Rueda Jon, Rodríguez Janet Delgado, Jounou Iris Parra, Hortal-Carmona Joaquín, Ausín Txetxu, Rodríguez-Arias David
Department of Philosophy 1, University of Granada, Granada, Spain.
FiloLab Scientific Unit of Excellence, University of Granada, Granada, Spain.
AI Soc. 2022 Dec 21:1-12. doi: 10.1007/s00146-022-01614-9.

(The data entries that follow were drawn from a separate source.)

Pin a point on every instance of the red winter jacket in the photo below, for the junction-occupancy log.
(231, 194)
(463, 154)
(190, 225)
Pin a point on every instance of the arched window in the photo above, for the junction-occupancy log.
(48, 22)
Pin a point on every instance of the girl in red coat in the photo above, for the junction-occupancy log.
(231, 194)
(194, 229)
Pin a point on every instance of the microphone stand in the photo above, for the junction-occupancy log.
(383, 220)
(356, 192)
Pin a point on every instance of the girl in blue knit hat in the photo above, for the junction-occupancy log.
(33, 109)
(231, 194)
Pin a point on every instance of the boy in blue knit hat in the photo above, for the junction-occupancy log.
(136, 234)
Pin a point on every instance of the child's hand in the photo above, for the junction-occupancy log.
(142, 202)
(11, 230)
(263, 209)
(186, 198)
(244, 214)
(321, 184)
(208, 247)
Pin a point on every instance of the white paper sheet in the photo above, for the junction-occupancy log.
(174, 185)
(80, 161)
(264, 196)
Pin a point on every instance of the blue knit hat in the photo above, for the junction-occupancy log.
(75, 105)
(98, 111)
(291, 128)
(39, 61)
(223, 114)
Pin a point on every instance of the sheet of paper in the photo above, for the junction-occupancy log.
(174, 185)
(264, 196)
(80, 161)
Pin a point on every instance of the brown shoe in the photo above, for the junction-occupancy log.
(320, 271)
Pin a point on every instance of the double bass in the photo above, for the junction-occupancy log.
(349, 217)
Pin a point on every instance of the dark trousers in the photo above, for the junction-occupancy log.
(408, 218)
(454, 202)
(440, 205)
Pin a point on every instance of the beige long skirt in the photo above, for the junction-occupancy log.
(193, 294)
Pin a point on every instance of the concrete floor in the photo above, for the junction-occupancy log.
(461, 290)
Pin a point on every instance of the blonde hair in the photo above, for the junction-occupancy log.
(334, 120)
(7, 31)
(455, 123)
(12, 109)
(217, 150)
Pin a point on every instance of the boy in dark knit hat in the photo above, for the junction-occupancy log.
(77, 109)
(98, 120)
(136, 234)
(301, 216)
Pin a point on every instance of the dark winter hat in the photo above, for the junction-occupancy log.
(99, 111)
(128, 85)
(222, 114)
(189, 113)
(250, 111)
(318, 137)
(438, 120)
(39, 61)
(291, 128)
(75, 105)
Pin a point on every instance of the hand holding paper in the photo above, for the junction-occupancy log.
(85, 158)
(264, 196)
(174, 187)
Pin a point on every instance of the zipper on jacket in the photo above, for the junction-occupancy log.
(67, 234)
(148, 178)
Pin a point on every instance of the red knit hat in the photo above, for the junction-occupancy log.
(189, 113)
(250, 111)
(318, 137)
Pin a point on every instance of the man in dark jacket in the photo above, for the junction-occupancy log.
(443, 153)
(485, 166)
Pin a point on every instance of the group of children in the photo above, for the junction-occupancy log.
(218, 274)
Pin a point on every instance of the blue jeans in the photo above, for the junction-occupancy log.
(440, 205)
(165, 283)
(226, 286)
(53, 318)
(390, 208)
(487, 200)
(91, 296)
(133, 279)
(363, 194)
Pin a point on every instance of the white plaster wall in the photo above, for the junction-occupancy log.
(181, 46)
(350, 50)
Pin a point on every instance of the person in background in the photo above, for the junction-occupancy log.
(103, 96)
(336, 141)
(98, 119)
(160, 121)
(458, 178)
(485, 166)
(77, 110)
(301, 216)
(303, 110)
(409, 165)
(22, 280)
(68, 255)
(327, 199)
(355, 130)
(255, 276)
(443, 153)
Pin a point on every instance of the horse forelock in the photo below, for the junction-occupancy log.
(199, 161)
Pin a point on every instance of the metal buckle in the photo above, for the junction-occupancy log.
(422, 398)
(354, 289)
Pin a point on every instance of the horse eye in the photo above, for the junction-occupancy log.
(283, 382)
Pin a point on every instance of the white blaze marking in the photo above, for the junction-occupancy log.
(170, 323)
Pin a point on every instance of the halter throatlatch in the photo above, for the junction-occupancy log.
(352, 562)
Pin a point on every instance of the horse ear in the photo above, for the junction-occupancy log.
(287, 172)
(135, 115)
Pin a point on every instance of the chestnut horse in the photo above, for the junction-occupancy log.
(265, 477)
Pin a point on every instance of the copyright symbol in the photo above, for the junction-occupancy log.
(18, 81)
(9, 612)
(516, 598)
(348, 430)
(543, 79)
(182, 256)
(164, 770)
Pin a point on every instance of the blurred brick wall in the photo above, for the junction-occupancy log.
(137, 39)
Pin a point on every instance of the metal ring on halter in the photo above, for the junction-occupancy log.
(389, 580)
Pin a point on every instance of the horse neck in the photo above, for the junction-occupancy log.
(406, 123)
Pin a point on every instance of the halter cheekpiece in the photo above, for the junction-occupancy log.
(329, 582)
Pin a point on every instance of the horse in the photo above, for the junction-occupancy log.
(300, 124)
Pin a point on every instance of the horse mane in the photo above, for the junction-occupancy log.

The increasing application of artificial intelligence (AI) to healthcare raises both hope and ethical concerns. Some advanced machine learning methods provide accurate clinical predictions at the expense of a significant lack of explainability. Alex John London has defended that accuracy is a more important value than explainability in AI medicine. In this article, we locate the trade-off between accurate performance and explainable algorithms in the context of distributive justice. We acknowledge that accuracy is cardinal from outcome-oriented justice because it helps to maximize patients' benefits and optimizes limited resources. However, we claim that the opaqueness of the algorithmic black box and its absence of explainability threatens core commitments of procedural fairness such as accountability, avoidance of bias, and transparency. To illustrate this, we discuss liver transplantation as a case of critical medical resources in which the lack of explainability in AI-based allocation algorithms is procedurally unfair. Finally, we provide a number of ethical recommendations for when considering the use of unexplainable algorithms in the distribution of health-related resources.
人工智能(AI)在医疗保健领域的应用日益广泛,这既带来了希望,也引发了伦理方面的担忧。一些先进的机器学习方法能提供准确的临床预测,但代价是严重缺乏可解释性。亚历克斯·约翰·伦敦认为,在人工智能医学中,准确性比可解释性更重要。在本文中,我们在分配正义的背景下探讨准确性能与可解释算法之间的权衡。我们承认,从结果导向的正义来看,准确性至关重要,因为它有助于使患者的利益最大化,并优化有限的资源。然而,我们认为算法黑箱的不透明性及其缺乏可解释性,威胁到了程序公平的核心承诺,如问责制、避免偏见和透明度。为了说明这一点,我们将肝移植作为关键医疗资源的一个案例进行讨论,在这个案例中,基于人工智能的分配算法缺乏可解释性在程序上是不公平的。最后,我们针对在考虑将不可解释的算法用于分配与健康相关的资源时,提出了一些伦理建议。